Monday, 13 June 2016

Coming Home

I think the hardest part about travelling is coming home. You miss it when you are travelling and want to hug the people who love you and support you. But for me it has really been the hardest part, its the realisation that while so many things about me have changed and while my appearance hasn’t really changed I know for certain that my mind has been altered by the people I’ve met and the places I have visited and although you know that your different not many others can appreciate it and treat you like you have changed. After the initial excitement of coming home and being the new thing around, suddenly normal life takes over. You mentally have to swing your mind back around to think about jobs, university, and relationships. Your brain is split it two, thinking that nothing has changed at home and then trying to input your changed self into a familiar yet strange place.

 It was the same when I came back from Atlantic College, but the difference was that I could call Cat or Ciara and realise that though we finished school we are still all there for each other and the understood how much I had changed in the two years I was away. Now coming back from travelling, while away people are only in your life for a fleeting few days sometimes even a week but then they are gone to continue travelling or go home. And yes I have kept in touch with a lot of people I’ve met and it is a relief to know you can text them or call them when you feel at loss. But then because you are at home, you start to question the relationships you had out travelling, where they false friendships? Do they really know me?  But I think for me the answer is yes they are real friendships and yes they know me. They know me without the rest of the past events of my life that follow me around at home. They just know me; they know me as the person I presented and that is such a freeing feeling and one that I really miss. Here I am the odd person. The one who runs away. 

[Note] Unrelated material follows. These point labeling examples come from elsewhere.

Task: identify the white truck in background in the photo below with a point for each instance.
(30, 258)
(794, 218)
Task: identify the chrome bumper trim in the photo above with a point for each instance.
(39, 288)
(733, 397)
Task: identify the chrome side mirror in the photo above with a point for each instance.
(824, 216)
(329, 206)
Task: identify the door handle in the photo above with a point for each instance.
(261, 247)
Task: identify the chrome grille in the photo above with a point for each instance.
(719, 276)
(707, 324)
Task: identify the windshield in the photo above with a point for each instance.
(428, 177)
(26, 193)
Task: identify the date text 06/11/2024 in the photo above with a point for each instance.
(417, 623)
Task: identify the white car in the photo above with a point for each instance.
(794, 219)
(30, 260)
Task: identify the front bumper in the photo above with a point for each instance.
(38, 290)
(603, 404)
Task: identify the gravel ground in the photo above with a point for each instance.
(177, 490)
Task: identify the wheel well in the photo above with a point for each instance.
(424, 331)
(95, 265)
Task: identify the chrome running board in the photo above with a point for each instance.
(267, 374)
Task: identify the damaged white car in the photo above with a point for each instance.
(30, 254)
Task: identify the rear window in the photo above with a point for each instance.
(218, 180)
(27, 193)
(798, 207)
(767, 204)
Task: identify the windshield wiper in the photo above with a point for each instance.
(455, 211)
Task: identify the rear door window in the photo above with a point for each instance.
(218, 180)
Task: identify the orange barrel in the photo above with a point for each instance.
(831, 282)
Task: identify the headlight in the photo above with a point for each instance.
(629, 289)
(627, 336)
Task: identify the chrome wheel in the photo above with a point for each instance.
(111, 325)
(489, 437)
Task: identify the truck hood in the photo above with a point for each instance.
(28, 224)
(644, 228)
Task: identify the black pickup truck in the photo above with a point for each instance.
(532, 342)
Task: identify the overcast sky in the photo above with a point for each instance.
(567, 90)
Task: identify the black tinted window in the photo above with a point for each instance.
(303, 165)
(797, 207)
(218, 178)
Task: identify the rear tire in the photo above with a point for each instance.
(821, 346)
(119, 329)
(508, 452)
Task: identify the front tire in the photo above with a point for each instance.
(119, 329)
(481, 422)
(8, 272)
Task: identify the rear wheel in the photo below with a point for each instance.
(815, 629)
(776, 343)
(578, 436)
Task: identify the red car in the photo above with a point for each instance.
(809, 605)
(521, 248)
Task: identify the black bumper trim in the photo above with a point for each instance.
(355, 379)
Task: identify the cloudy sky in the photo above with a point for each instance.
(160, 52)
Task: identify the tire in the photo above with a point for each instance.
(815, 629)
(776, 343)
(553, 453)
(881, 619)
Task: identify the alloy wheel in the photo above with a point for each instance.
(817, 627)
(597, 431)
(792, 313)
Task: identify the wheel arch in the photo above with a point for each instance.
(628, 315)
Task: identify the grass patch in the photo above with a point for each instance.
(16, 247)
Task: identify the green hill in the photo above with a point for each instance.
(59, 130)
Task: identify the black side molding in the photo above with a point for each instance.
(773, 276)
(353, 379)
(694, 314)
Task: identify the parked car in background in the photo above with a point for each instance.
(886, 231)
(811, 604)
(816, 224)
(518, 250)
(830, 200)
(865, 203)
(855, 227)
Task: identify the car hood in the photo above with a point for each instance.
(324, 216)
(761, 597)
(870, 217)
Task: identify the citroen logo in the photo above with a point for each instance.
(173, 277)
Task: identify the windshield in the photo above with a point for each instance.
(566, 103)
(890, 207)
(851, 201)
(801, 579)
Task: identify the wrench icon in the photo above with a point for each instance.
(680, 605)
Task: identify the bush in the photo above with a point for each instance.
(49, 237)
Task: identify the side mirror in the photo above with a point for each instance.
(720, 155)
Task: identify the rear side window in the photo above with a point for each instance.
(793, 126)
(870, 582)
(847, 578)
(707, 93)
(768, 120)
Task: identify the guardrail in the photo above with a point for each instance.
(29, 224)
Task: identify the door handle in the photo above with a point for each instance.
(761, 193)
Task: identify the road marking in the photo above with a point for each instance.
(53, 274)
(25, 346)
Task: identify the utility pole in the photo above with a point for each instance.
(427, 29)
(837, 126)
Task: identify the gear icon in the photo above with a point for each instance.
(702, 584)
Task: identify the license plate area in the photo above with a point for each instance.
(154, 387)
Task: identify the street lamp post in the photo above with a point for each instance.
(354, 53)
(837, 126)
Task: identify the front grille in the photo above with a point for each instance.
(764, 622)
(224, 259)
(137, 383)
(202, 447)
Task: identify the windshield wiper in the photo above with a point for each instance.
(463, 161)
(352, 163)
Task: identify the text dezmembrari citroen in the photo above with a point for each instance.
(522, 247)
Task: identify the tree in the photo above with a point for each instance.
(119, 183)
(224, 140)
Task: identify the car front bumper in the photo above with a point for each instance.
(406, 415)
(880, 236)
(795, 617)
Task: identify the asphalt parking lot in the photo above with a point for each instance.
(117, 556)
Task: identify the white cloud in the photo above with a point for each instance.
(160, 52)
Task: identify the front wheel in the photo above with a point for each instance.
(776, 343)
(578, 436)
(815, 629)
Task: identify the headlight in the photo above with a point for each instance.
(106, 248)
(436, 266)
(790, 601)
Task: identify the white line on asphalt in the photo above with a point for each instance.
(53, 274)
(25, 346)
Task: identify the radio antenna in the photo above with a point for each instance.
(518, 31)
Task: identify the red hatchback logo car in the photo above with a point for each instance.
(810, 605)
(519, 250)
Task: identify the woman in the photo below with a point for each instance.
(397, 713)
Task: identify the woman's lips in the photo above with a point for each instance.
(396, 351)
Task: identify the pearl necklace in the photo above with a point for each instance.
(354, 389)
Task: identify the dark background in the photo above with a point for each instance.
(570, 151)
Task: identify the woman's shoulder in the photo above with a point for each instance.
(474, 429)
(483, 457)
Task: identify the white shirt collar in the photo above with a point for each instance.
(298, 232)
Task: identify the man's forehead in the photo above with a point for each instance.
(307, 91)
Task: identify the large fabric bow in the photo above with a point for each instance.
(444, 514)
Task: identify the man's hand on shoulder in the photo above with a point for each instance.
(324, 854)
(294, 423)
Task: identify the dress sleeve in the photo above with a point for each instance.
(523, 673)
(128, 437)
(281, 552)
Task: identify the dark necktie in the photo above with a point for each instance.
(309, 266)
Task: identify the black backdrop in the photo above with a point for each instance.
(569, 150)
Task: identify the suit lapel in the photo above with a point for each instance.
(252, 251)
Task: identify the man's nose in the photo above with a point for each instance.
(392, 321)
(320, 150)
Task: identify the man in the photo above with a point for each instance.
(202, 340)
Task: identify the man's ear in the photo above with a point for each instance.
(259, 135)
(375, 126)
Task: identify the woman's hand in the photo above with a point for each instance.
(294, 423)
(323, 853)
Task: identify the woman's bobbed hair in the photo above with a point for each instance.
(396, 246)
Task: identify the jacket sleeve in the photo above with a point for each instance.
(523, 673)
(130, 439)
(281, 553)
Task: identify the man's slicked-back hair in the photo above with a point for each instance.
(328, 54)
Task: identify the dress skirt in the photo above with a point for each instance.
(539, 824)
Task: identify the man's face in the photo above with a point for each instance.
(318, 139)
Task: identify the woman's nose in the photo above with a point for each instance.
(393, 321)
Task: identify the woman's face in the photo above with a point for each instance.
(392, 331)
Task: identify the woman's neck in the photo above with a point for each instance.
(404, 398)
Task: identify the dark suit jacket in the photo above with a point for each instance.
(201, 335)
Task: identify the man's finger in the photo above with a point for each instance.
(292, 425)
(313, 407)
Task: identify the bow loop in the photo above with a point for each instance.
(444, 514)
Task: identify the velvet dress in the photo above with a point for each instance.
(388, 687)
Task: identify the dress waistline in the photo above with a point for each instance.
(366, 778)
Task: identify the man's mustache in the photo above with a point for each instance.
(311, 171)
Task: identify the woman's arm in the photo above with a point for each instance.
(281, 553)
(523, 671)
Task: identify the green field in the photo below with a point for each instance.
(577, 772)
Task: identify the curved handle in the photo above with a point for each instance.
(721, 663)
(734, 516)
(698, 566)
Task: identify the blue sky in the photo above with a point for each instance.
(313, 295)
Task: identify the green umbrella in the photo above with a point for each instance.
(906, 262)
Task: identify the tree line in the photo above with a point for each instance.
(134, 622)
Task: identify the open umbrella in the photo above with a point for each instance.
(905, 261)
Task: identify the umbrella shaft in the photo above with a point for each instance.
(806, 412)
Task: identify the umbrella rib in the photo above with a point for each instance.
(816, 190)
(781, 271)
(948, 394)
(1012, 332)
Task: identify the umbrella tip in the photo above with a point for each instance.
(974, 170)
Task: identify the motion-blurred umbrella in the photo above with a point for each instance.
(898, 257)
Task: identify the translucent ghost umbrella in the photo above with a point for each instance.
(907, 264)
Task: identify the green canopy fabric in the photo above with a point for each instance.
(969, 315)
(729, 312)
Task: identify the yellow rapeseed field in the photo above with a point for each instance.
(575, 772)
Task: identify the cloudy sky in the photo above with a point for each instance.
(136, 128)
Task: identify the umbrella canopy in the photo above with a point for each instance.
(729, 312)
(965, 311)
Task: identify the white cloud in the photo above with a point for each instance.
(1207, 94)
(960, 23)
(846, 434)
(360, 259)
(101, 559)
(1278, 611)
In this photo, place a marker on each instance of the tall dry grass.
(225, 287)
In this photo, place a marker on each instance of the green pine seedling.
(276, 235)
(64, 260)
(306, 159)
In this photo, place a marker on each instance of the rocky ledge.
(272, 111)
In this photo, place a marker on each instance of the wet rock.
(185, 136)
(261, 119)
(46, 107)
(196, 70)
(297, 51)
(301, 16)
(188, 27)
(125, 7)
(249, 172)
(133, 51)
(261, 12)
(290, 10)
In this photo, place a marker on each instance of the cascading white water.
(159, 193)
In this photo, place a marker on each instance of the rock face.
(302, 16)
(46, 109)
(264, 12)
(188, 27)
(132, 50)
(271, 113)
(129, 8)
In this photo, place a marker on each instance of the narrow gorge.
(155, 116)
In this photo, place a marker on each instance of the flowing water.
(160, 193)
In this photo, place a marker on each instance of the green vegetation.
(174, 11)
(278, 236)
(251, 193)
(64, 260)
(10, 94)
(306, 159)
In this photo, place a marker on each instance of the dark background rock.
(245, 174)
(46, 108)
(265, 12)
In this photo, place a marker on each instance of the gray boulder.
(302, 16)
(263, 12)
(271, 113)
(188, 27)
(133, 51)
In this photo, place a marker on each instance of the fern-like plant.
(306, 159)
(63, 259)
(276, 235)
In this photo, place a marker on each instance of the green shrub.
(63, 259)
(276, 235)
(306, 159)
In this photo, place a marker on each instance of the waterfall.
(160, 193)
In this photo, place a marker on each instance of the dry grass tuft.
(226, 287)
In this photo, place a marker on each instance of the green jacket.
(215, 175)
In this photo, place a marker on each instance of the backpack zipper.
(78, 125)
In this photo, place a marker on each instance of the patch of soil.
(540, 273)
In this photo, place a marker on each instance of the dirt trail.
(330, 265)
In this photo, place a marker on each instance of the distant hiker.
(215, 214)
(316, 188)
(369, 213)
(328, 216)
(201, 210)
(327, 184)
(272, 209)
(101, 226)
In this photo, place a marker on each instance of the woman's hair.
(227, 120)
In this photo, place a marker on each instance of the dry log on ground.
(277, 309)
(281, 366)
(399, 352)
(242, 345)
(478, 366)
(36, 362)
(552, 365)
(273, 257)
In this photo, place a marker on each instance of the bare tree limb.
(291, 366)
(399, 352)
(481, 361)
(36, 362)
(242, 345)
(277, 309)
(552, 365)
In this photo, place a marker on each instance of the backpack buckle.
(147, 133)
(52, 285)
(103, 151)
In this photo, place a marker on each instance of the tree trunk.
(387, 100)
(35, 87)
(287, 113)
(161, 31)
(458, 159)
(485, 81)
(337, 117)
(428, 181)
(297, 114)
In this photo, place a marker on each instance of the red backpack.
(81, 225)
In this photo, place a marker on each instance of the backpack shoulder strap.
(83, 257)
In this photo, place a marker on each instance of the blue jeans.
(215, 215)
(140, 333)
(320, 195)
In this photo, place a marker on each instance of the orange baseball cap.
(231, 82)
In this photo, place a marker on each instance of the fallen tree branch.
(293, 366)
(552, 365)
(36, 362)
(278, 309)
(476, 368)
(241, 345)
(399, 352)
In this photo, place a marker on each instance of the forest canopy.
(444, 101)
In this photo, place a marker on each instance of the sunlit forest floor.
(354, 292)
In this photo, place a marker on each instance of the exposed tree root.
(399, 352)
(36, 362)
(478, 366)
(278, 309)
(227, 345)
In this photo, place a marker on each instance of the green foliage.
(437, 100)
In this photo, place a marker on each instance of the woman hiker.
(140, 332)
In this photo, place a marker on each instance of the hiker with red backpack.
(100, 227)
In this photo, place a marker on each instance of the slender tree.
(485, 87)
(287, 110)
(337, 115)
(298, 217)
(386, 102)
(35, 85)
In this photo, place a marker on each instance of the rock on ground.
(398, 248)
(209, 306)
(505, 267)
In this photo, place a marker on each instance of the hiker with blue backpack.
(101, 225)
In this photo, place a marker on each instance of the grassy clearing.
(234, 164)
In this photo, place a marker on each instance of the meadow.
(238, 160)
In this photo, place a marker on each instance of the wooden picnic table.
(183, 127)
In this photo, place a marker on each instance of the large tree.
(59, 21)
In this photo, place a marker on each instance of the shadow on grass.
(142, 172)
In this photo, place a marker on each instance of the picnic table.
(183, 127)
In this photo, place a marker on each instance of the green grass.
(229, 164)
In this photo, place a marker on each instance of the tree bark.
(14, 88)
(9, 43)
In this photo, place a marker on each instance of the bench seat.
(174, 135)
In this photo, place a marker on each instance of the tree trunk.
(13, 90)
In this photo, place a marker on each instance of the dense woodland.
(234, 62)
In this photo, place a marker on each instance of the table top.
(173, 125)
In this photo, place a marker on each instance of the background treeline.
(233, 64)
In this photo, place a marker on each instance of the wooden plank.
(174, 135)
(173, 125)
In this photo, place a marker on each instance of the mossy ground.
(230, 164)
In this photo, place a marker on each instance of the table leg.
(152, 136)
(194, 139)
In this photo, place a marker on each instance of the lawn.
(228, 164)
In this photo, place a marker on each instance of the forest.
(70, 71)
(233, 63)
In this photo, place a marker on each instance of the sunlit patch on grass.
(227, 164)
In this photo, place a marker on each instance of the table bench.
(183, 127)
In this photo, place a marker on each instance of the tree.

And frankly I am tired of being put into a box, and I guess when you get home the hardest part is to fully embrace yourself, the changed self not just sit back into your old husk and be safe. What gives the people you know the right to treat you as though nothing is different, if you are different then just put a mirrored box over your head and reflect all the assumptions that you will be exactly the same.
Coming home is the hardest thing. But instead of bashing your head against the wall, I’ve realised I must embrace it, the people around me and myself. Let myself be changed.